The researchers also examine labor-market flows in Alaska, Florida, and Ohio, which terminated FPUC while leaving PUA’s expanded eligibility in place. Transitions from unemployment to employment increased by 8.3 percentage points in these states relative to states maintaining both programs through September, which leads the researchers to conclude that both PUA’s broader UI eligibility and FPUC’s more generous benefits slowed workers’ return to the labor market.

The researchers estimate that if the states that maintained benefits through September had eliminated PUA and FPUC in June, their July and August unemployment rates for 25-to-54-year-old workers would have fallen from 5.7 to 5.0 percent, reducing the nationwide unemployment rate by about 0.3 percentage points. The national employment-to-population ratio would have been 0.1 or 0.2 percentage points higher.

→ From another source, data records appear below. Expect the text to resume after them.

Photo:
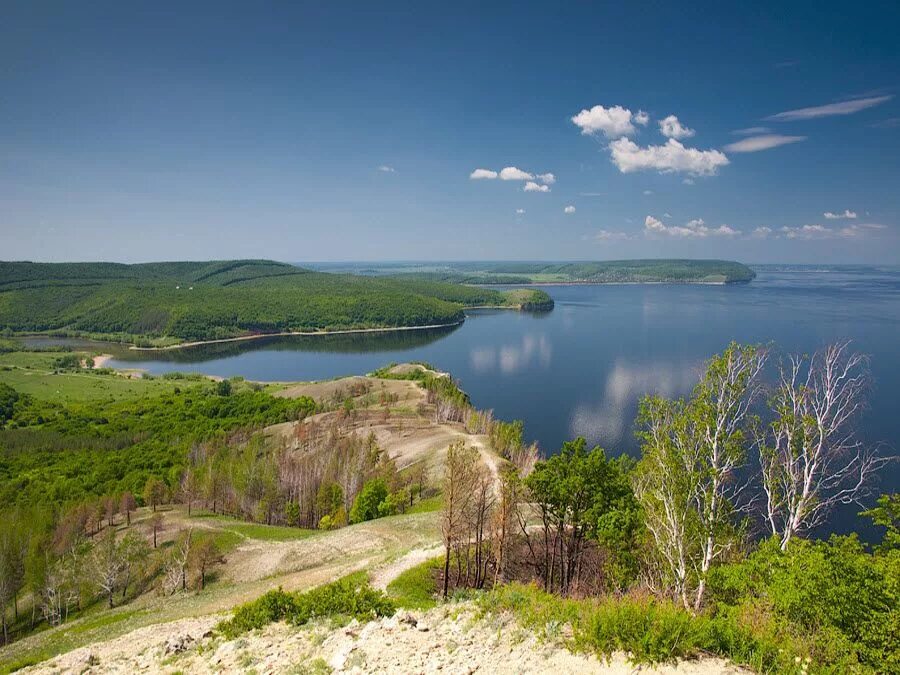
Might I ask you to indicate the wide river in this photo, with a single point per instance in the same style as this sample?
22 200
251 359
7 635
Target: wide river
580 369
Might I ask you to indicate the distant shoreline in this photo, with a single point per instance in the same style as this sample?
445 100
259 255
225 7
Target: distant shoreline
244 338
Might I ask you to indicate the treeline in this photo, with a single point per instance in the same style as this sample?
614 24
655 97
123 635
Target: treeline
54 454
54 564
325 476
700 545
203 301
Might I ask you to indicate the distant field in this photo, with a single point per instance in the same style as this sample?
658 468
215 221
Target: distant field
613 271
162 303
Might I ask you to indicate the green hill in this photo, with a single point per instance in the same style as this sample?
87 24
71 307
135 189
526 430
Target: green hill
223 299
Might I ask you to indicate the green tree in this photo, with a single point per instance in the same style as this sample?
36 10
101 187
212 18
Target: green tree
575 491
365 506
154 492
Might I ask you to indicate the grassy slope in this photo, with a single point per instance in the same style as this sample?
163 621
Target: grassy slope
202 301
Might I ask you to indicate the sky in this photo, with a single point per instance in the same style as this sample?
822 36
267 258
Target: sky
337 131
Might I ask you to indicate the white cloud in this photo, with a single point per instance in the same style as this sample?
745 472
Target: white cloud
757 143
806 232
609 235
671 127
531 186
672 156
513 173
859 230
842 108
696 228
478 174
848 214
613 122
752 131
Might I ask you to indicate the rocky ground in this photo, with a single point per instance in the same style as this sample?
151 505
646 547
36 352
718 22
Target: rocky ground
454 638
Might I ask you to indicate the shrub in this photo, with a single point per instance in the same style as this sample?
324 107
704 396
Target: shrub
365 506
348 597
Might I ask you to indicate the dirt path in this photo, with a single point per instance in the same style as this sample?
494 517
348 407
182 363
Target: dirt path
385 575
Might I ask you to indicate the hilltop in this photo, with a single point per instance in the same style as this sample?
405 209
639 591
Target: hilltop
676 271
173 302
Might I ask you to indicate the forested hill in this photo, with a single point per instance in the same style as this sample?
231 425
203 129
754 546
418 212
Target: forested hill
182 301
591 272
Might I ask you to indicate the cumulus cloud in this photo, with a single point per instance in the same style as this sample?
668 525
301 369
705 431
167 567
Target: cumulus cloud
751 131
613 122
766 142
847 214
671 127
842 108
480 174
609 235
628 156
696 228
513 173
531 186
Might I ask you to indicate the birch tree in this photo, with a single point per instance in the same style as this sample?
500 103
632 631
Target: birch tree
811 458
687 478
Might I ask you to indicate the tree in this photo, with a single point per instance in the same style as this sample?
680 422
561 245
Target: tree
459 482
127 505
204 554
191 487
176 569
365 506
134 552
686 479
108 565
156 526
812 460
572 490
154 492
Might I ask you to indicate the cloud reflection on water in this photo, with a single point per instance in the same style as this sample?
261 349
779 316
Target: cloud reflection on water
513 358
606 422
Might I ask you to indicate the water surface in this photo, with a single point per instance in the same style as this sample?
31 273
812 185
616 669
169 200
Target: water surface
580 369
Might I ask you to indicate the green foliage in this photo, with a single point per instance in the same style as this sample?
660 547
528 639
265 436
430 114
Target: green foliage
650 631
366 505
581 496
846 600
416 588
348 597
8 399
205 301
57 454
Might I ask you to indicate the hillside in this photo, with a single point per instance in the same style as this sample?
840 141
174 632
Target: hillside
594 272
216 300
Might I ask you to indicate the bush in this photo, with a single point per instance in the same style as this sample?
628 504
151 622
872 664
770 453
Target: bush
365 506
350 597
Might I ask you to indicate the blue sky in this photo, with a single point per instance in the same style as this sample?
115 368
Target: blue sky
350 131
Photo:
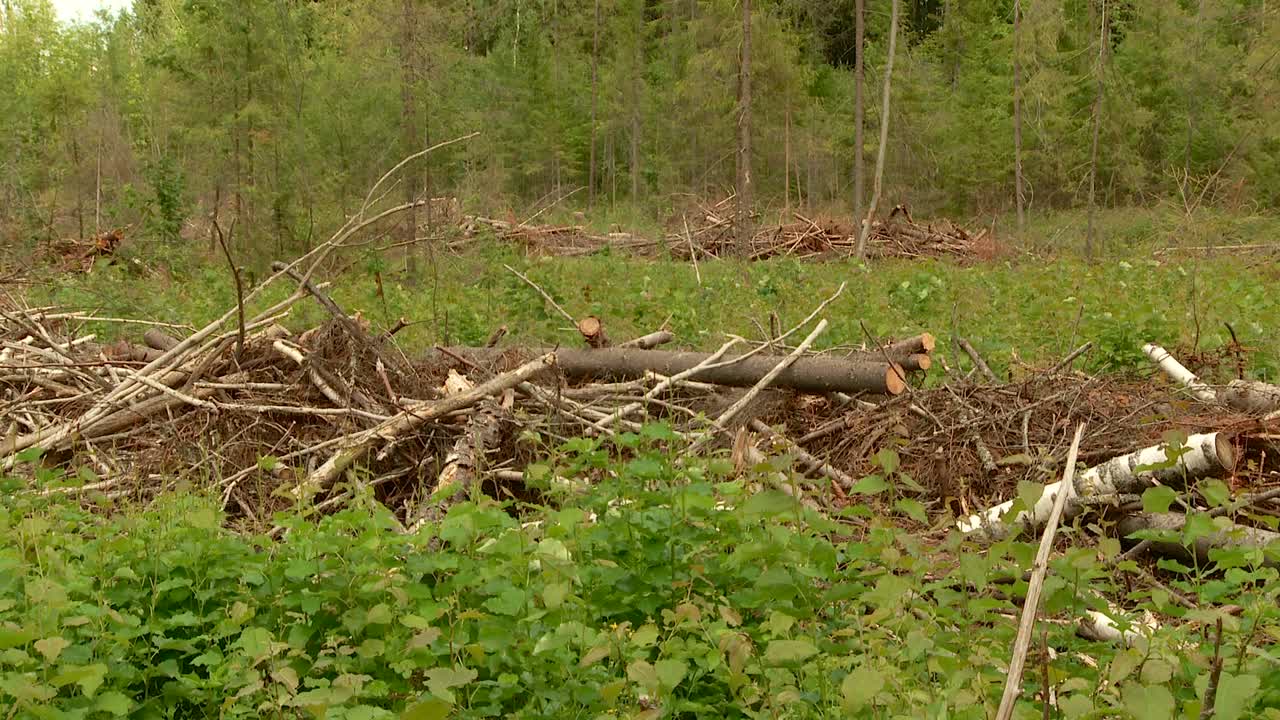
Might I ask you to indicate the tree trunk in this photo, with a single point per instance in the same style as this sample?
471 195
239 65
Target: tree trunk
809 373
1097 126
743 224
636 68
880 151
595 100
1018 119
408 130
786 158
859 112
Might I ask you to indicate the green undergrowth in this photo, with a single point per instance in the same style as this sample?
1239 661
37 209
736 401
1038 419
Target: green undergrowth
1015 311
662 589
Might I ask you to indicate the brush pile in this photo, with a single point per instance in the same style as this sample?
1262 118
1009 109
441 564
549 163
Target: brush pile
711 235
273 418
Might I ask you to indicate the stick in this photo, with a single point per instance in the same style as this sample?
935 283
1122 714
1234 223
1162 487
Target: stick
411 418
543 292
768 378
978 361
1215 674
1179 374
1031 607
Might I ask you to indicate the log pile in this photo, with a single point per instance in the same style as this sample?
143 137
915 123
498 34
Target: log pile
711 235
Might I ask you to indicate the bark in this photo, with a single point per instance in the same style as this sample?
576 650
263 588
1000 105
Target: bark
1228 536
408 128
1097 126
859 112
1178 373
814 374
593 332
808 374
1252 396
1018 118
410 419
743 223
883 144
595 103
649 341
1206 455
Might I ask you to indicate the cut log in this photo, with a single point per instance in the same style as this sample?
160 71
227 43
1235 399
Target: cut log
411 418
1228 536
922 343
814 374
593 332
649 341
1251 396
1206 455
159 340
1180 374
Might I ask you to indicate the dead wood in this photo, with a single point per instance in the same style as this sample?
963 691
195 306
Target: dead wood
817 374
1225 536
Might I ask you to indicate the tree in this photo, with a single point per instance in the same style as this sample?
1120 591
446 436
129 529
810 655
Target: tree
1018 119
883 144
743 223
859 113
1097 123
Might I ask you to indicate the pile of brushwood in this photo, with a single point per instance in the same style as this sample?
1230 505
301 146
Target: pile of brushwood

The researchers posit that the employment effects of PUA and FPUC termination may have been attenuated by the run-up in household savings during the pandemic. The share of respondents in the Census Bureau’s Household Pulse Survey reporting no difficulty in meeting household expenses fell by about 5 percentage points after states eliminated these programs, suggesting that the welfare effects of reducing unemployment benefits were mixed.